Menurut Ferdinand, Ketua Kogasma Partai Demokrat Agus Harimurti Yudhoyono (AHY) kepopulerannya tambah tinggi dari calon beda. Ditambah lagi kepopuleran Sandiaga tetap di bawah AHY.

” Malahan itu bila kita lihat dari survey ada AHY, Gatot, Anies serta sejumlah nama yg kepopulerannya tinggi. Kita mau menimang-menimang bila Sandi jauh di bawah sekali, ” jelas dia.

Demokrat juga gak kelihatan dalam deklarasi Prabowo-Sandiaga, menurutnya tetap pertimbangkan calon pilihan. Tetapi Prabowo lebih menentukan deklarasi itu.

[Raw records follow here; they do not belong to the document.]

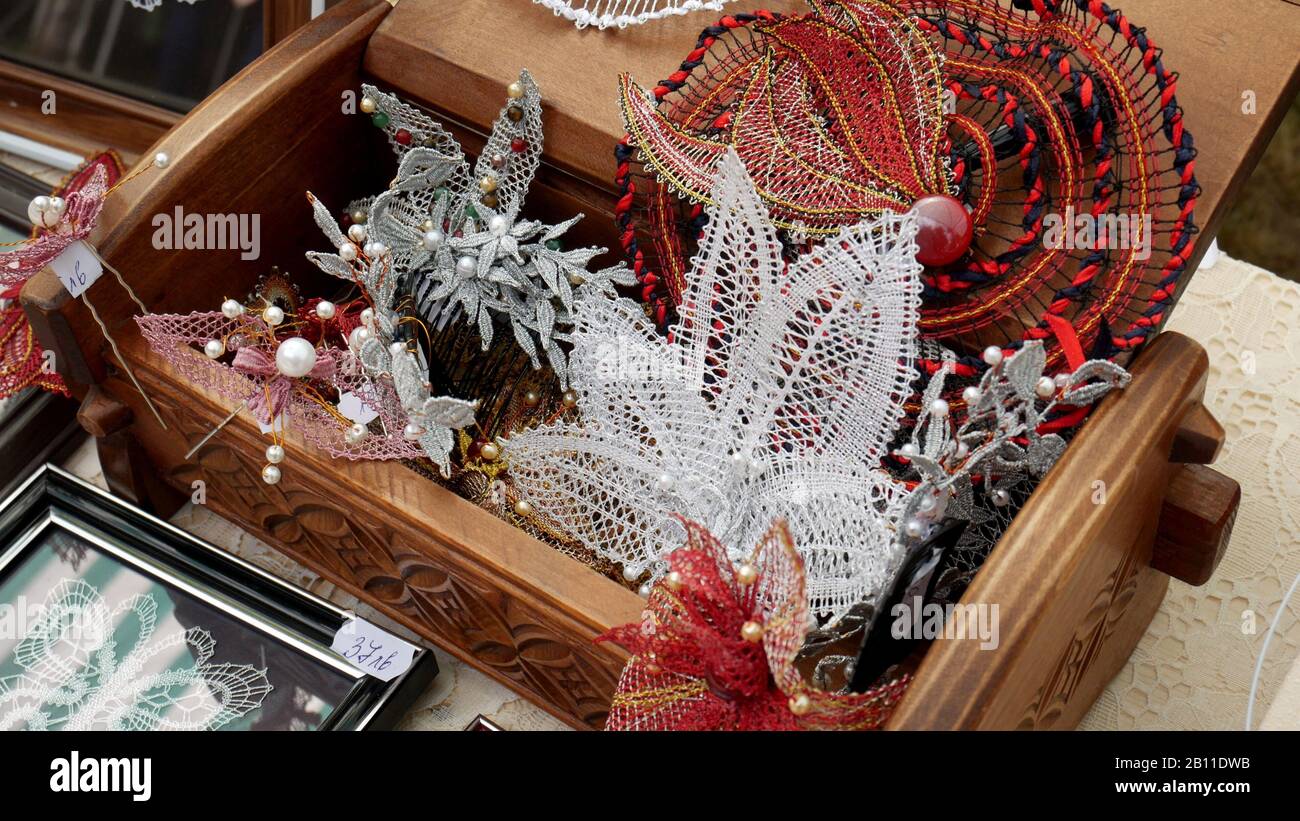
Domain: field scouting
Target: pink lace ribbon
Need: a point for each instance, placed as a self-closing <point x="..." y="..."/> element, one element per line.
<point x="271" y="396"/>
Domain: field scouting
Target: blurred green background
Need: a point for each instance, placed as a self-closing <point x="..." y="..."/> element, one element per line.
<point x="1264" y="225"/>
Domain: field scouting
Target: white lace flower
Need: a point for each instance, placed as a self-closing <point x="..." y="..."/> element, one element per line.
<point x="776" y="398"/>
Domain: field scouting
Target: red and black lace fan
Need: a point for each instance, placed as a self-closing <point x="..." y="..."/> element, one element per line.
<point x="1053" y="122"/>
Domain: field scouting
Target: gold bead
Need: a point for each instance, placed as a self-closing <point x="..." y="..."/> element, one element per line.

” Ya kita kan belum juga putus ya, sebab komunikasi tetap sama Pak Prabowo pikirkanlah buat mencari pilihan nama beda yg punyai peluang tambah besar ya namun Pak Prabowo akan memutus buat deklarasi. Kita barusan udah diberikan tahu namun kita belum juga dapat bersama disana saat deklarasi sebab kita lagi kumpul, ” kata dia.

Dikesempatan terpisah, Wasekjen Partai Demokrat Andi Arief menilainya sukar buat jadi pemenang Prabowo-Sandiaga. Dikarenakan Demokrat udah mengerjakan perhitungan dalam Pemilihan presiden 2019.

Argumen yang lain, Prabowo udah mengkhianati Demokrat dalam penggabungan serta mencium aroma politik yg tak sehat.

” Ke-tiga menurut perhitungan kami kalau peluang menang di penggabungan Pak Prabowo sangatlah kecil serta kami menyaksikan Pak Prabowo tak serius buat menang dalam pemilihan presiden ini, ” ujar Andi.

Partai Demokrat akan juga mengerjakan rapat majelis tinggi buat membicarakan arah penggabungan pada Jumat (10/8) pagi. Demokrat akan tentukan masuk penggabungan Prabowo atau Jokowi.